According to Hjelm, Wendal’s recommendations amount to 56% white men, 31% women, and 33% minority founders, which apparently mirrors the demographics of the applicants. Hjelm also recounted how a 16-year-old founder made it through Wendal’s process and secured a meeting with the Connetic team.

“We passed on the deal, even though everything checked out, like good valuation, good traction, and he kept me updated,” said Hjelm.

A screenshot of how Wendal evaluated my fictional company. I’m a “problem solver,” apparently. Image Credits: Connetic Ventures

Does this prove that Wendal can pick out startups or teams without taking into account the factors that often come into play, like where you were educated, if you’ve been there before, and if you’re a white male? Hjelm explained that Wendal assigns each startup a star rating, suggesting whether or not investors will enjoy a successful investment in the company. The results appear to be promising.

“Wendal gives every company a star — a composite star rating of one through five stars,” said Hjelm. “One-star companies have a win rate of about 8%, two [stars] is 12%, three [stars] is 18%, all the way up to five stars, meaning investors have a successful exit 37% of the time. Overall, that means that Wendal can pick startups better than an angel investor, probably on par with venture capitalists, based on the data we’ve read.”

And for founding partnerships or startups with multiple founders, Wendal can assess complementary traits to ensure that a founding team is as strong as it can possibly be.

Because Wendal can dispassionately make a call on a startup’s potential for success without engaging humans early in the process, the Connetic team can spend more time with the startups that get through, leading to better results all round.

“We spend more time with a smaller subset of companies,” said Hjelm. “If you can focus your attention, out of 1,000 companies, if Wendal can show us 80 that are more likely to be successful, then you use traditional decision-making to make better decisions.”

A unique plan for growth

Connetic is focused on pre-seed and seed-stage funding, and Wendal is optimized for this as well.

“Early-stage founders are very unique,” said Hjelm when I asked him about this focus. “They like breaking shit, they get a thrill from all this stuff. And then once they hit scale, it’s more operations and implementing procedures. We’ve had so many founders leave at the Series D stage. Our hypothesis is that a successful management team is completely different at an early-stage startup versus a late-stage startup.”

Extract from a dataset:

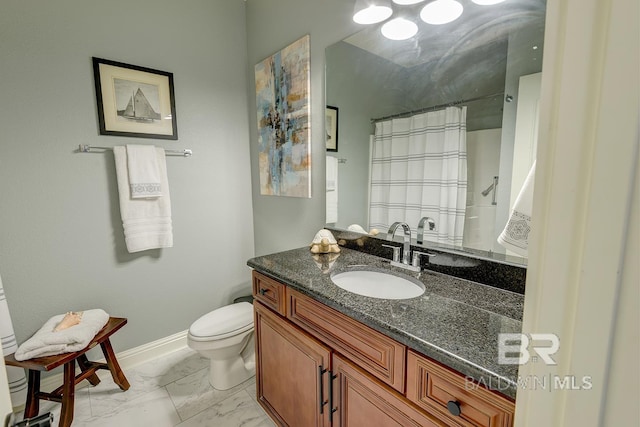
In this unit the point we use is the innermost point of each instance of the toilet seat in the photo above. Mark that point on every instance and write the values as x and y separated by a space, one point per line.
223 322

Connetic writes an average of 15 to 20 checks each year, most of which are between $250,000 and $500,000. Startups can apply from anywhere across North America, except the Bay Area and Boston.

The firm’s plans for growth set it apart from many venture capital funds — it allows anyone to invest in the fund.

“We want to be accessible to every investor. We’re going to be selling it through financial advisers and charge a 1.9% management fee; no carry.”

Hjelm said for this strategy to make sense financially, it’ll need a $500 million fund.

“It’s kind of a big bet. Our managing director was a registered investment adviser and he knows this space. We’ll be on Fidelity and Schwab, and you can buy Connetic through your brokerage account,” he said. “We had a financial adviser meeting on Thursday who said, ‘This is awesome, we’d love to test this with you. We could wire you $30 million,’ so the amount of capital we could access through this strategy is kind of insane.”

For Connetic, the aim is to be as accessible as possible to any founder or investor. You don’t need to be in San Francisco or Boston, have a particular background or a warm introduction. All you need is an internet connection.

I’m curious whether the 1.9% management fee makes sense in an industry where the standard is a 2% fee and a 20% carry. The generally accepted narrative is that having “skin in the game” would incentivize investors to make the best possible investments on behalf of their clients. It’ll be very interesting to see how this model plays out over the next few years.